La joven cineasta Mercedes Afonso se propone rescatar del olvido el cine romántico y nos trae El amor se mueve, un elogio a la vitalidad que nos transmiten los sentimientos. No es fácil en los tiempos que corren, más propicios a los títulos de acción. Sin embargo Afonso, licenciada en Historia del Arte y cortometrajista de éxito demuestra conocer los elementos con los que trabaja. Intérpretes capaces de hablar con la mirada, historias verosímiles y una estética visual acertada consiguen un conjunto final equilibrado y estimulante.
El amor como eje narrativo principal es un tema que pocos han logrado reflejar adecuadamente en el cine. Quizá quien mejor lo consiguió fue Leo McCarey con Tu y Yo en 1939, con tanta aceptación que fue capaz de realizar su propio remake en el 57 con Cary Grant y Deborah Kerr, un film tan memorable que cuando en el 93 Norah Ephron la versionó en Algo para recordar con Tom Hanks, volvió a conseguir un clamoroso éxito .
En su relato la directora nos propone dar significado a los colores.
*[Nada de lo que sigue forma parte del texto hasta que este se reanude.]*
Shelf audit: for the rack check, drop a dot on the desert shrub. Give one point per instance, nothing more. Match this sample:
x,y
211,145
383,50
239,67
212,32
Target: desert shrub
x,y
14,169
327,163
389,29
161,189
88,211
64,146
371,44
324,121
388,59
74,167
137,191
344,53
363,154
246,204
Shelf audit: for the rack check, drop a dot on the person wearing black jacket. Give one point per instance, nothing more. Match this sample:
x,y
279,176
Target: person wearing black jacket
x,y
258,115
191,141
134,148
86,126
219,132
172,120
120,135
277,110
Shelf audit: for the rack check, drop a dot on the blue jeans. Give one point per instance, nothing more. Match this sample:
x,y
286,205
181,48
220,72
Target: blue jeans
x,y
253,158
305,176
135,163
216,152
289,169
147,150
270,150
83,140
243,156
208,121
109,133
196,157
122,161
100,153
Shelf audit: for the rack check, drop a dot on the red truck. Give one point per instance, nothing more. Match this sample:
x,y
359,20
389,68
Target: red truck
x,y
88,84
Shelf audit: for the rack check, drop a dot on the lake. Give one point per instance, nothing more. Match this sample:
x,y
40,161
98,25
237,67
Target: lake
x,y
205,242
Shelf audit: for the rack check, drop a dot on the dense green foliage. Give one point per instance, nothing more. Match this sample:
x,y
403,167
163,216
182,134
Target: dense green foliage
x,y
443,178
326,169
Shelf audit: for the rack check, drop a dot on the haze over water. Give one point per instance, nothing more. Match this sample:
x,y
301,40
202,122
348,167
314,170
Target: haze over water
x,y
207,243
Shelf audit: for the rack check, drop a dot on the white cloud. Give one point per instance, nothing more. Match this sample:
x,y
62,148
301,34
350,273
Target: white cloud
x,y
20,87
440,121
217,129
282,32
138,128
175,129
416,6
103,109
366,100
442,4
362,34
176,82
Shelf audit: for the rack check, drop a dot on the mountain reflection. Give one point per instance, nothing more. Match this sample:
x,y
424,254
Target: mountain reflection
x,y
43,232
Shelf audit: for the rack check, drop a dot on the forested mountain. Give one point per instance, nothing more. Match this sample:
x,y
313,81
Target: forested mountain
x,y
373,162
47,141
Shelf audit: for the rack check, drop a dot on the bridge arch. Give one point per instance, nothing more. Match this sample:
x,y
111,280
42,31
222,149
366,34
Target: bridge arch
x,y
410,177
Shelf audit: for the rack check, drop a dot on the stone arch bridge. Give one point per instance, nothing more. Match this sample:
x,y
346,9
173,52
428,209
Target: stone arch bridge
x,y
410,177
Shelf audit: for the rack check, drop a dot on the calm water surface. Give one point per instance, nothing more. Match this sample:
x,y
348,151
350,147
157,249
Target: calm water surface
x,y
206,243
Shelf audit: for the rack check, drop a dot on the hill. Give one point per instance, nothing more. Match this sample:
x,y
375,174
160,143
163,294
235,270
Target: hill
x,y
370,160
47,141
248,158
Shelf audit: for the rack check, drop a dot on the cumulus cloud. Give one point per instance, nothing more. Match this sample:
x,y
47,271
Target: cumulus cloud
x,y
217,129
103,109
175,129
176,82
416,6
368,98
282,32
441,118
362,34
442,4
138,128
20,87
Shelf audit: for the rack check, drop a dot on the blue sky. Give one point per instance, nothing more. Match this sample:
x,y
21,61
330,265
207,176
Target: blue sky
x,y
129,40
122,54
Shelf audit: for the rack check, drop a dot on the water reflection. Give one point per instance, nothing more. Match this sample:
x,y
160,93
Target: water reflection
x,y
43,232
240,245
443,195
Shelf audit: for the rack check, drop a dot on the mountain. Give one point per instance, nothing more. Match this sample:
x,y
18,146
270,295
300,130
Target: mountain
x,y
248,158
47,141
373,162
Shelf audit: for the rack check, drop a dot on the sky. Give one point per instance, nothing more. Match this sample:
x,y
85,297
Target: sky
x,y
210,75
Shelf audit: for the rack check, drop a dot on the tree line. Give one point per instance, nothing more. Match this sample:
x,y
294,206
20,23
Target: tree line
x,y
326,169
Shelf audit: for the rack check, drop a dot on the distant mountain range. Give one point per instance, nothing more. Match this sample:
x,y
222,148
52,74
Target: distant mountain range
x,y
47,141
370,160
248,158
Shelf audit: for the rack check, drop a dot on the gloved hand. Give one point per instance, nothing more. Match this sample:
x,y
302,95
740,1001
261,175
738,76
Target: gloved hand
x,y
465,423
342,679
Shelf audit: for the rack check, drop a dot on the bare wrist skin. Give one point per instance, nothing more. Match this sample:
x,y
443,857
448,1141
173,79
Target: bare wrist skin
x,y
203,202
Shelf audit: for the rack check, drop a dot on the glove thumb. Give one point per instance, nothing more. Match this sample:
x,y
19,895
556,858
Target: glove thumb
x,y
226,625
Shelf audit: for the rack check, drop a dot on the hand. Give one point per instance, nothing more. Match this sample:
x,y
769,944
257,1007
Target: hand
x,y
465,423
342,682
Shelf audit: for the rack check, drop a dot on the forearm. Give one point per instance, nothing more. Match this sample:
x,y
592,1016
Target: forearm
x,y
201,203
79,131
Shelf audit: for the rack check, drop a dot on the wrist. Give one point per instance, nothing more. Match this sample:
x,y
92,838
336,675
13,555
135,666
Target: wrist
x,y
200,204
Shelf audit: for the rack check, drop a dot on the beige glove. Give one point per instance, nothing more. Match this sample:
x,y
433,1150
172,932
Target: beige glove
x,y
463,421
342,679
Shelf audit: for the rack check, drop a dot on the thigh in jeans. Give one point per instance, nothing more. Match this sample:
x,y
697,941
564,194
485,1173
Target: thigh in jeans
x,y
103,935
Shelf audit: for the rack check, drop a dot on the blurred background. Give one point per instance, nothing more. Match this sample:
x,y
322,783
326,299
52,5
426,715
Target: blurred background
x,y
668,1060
El rojo es la intensidad de los sentimientos, el violeta la duda y el temor a enamorarse, el blanco será la eclosión de la alegría. La secuencia de la fiesta de los indianos recupera la sensualidad del caribe decimonónico. Afonso expresa su sensibilidad social con el personaje del náufrago, interpretado por Mulie Jarju, el protagonista de las Cartas de Alou(90).
El amor se mueve es una película para dejarse llevar por sus relatos, para recordar y para contagiarse de su optimismo. Así no olvidaremos lo que mueve el mundo.